Currently they are assisting clients with applying for benefits and jobsearching online. However they are also preparing for the challenges that Universal Credit will bring when rolled out to this area.

One of the biggest concerns for Jim and the ERCAB staff is that changing circumstances could not be taken into account as Universal Credit is calculated on the basis of the household’s situation on the day of the assessment and the next calculation is done on the same day the following month.

Jim used an example to show how this could affect a family expecting a new child, saying: “A woman may be pregnant and the child may be born the day after the day of the assessment. The Universal Credit calculation will not take account of the fact that there is a new child until the next assessment date.

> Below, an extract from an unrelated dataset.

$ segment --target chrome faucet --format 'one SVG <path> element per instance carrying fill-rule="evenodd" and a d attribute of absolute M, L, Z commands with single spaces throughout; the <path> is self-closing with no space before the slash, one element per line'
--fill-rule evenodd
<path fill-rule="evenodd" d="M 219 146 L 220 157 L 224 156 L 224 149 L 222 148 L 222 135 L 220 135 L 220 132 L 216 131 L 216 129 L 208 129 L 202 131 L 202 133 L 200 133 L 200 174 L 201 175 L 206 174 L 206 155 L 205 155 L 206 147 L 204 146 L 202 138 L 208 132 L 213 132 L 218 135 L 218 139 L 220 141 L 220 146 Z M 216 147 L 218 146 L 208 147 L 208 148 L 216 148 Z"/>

“Universal Credit is a monthly payment paid in arrears and there is no entitlement for under a month. People do not realise when they come off Universal Credit they will not get a payment for the uncompleted month and that includes the housing element. Someone may be 25 days into the next monthly period for Universal Credit when they take a job that takes them off Universal Credit. They will get nothing for those last 25 days and may not be able to pay their rent.” And East Renfrewshire Citizen’s Advice has seen such an increase in the amount of footfall due to welfare reforms that referrals to the foodbank have increased, and a backlog of cases has built up, preventing some residents from seeing their full entitlement of benefits.

“There has been significant footfall into the bureau by clients who require assistance with requesting reconsideration revisions, supersessions and representation at appeals due to changes in the benefit system, “ Jim added. “Furthermore many are suffering from the impact of the sanctions regime which has led to an increase in referrals to the foodbank.” “The backlog in work capability assessments, PIP assessments and subsequent delays has also meant that many claimants are having to exist on a lower rate of benefit than to which they are entitled. Furthermore DWP call centre advisers often lack familiarity with the changes in the system and give clients wrong advice.

“These particular difficulties are clearly related to the problem in implementing system changes therefore Scottish claimants will undoubtedly suffer if having to migrate to one system and then another potentially very different system implemented.”